I fiumi battano le mani,
esultino insieme le montagne
davanti al Signore che viene a giudicare la terra. R.
 
Giudicherà il mondo con giustizia
e i popoli con rettitudine. R.

Seconda Lettura

Chi non vuole lavorare, neppure mangi.

Dalla seconda lettera di san Paolo apostolo ai Tessalonicési
2 Ts 3,7-2

 
Fratelli, sapete in che modo dovete prenderci a modello: noi infatti non siamo rimasti oziosi in mezzo a voi, né abbiamo mangiato gratuitamente il pane di alcuno, ma abbiamo lavorato duramente, notte e giorno, per non essere di peso ad alcuno di voi.
 
Non che non ne avessimo diritto, ma per darci a voi come modello da imitare.
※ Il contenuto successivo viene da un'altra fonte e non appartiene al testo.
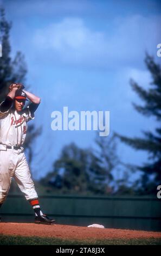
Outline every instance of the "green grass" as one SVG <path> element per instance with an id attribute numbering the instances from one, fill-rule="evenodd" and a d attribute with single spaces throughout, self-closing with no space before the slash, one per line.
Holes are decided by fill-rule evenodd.
<path id="1" fill-rule="evenodd" d="M 0 235 L 0 245 L 161 245 L 160 239 L 86 239 L 74 240 L 55 237 Z"/>

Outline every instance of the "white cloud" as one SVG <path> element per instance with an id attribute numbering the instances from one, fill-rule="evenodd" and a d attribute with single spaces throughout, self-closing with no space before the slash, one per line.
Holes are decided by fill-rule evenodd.
<path id="1" fill-rule="evenodd" d="M 61 63 L 109 68 L 135 65 L 141 59 L 143 65 L 145 51 L 156 51 L 160 21 L 140 15 L 117 19 L 102 32 L 93 31 L 82 19 L 66 17 L 37 29 L 33 41 L 44 55 Z"/>

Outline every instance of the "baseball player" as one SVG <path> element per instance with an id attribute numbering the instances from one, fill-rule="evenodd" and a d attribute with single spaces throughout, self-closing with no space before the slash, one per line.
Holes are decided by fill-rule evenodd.
<path id="1" fill-rule="evenodd" d="M 24 88 L 20 84 L 11 84 L 9 93 L 0 105 L 0 208 L 7 198 L 14 177 L 33 208 L 35 223 L 52 224 L 55 220 L 43 214 L 40 209 L 23 148 L 27 123 L 34 118 L 40 98 L 23 90 Z M 31 103 L 23 108 L 27 98 Z"/>

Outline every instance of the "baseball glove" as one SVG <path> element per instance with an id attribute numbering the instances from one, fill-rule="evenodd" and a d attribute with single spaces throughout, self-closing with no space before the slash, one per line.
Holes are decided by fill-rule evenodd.
<path id="1" fill-rule="evenodd" d="M 13 88 L 17 88 L 18 89 L 23 89 L 24 88 L 24 86 L 23 86 L 23 84 L 21 84 L 21 83 L 11 83 L 10 86 L 9 87 L 9 92 L 11 92 Z"/>

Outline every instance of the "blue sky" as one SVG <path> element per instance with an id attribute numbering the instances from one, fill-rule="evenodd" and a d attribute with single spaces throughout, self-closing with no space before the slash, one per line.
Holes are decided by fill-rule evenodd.
<path id="1" fill-rule="evenodd" d="M 151 77 L 145 52 L 155 58 L 161 43 L 159 1 L 1 1 L 8 20 L 12 54 L 20 50 L 28 66 L 27 84 L 42 102 L 35 124 L 43 126 L 36 141 L 33 169 L 36 178 L 50 170 L 62 147 L 74 142 L 94 146 L 95 132 L 56 131 L 51 112 L 110 111 L 110 135 L 115 131 L 139 136 L 153 130 L 154 120 L 136 112 L 141 102 L 129 81 L 147 88 Z M 122 144 L 118 154 L 125 162 L 140 164 L 147 154 Z"/>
E infatti quando eravamo presso di voi, vi abbiamo sempre dato questa regola: chi non vuole lavorare, neppure mangi.
 
Sentiamo infatti che alcuni fra voi vivono una vita disordinata, senza fare nulla e sempre in agitazione. A questi tali, esortandoli nel Signore Gesù Cristo, ordiniamo di guadagnarsi il pane lavorando con tranquillità.

Parola di Dio

Vangelo

Con la vostra perseveranza salverete la vostra vita.

Dal Vangelo secondo Luca
Lc 21,5-19

 
In quel tempo, mentre alcuni parlavano del tempio, che era ornato di belle pietre e di doni votivi, Gesù disse: «Verranno giorni nei quali, di quello che vedete, non sarà lasciata pietra su pietra che non sarà distrutta».
 
Gli domandarono: «Maestro, quando dunque accadranno queste cose e quale sarà il segno, quando esse staranno per accadere?». Rispose: «Badate di non lasciarvi ingannare. Molti infatti verranno nel mio nome dicendo: “Sono io”, e: “Il tempo è vicino”. Non andate dietro a loro! Quando sentirete di guerre e di rivoluzioni, non vi terrorizzate, perché prima devono avvenire queste cose, ma non è subito la fine».
 
Poi diceva loro: «Si solleverà nazione contro nazione e regno contro regno, e vi saranno in diversi luoghi terremoti, carestie e pestilenze; vi saranno anche fatti terrificanti e segni grandiosi dal cielo.
 
Ma prima di tutto questo metteranno le mani su di voi e vi perseguiteranno, consegnandovi alle sinagoghe e alle prigioni, trascinandovi davanti a re e governatori, a causa del mio nome. Avrete allora occasione di dare testimonianza. Mettetevi dunque in mente di non preparare prima la vostra difesa; io vi darò parola e sapienza, cosicché tutti i vostri avversari non potranno resistere né controbattere.
 
Sarete traditi perfino dai genitori, dai fratelli, dai parenti e dagli amici, e uccideranno alcuni di voi; sarete odiati da tutti a causa del mio nome. Ma nemmeno un capello del vostro capo andrà perduto.
 
Con la vostra perseveranza salverete la vostra vita».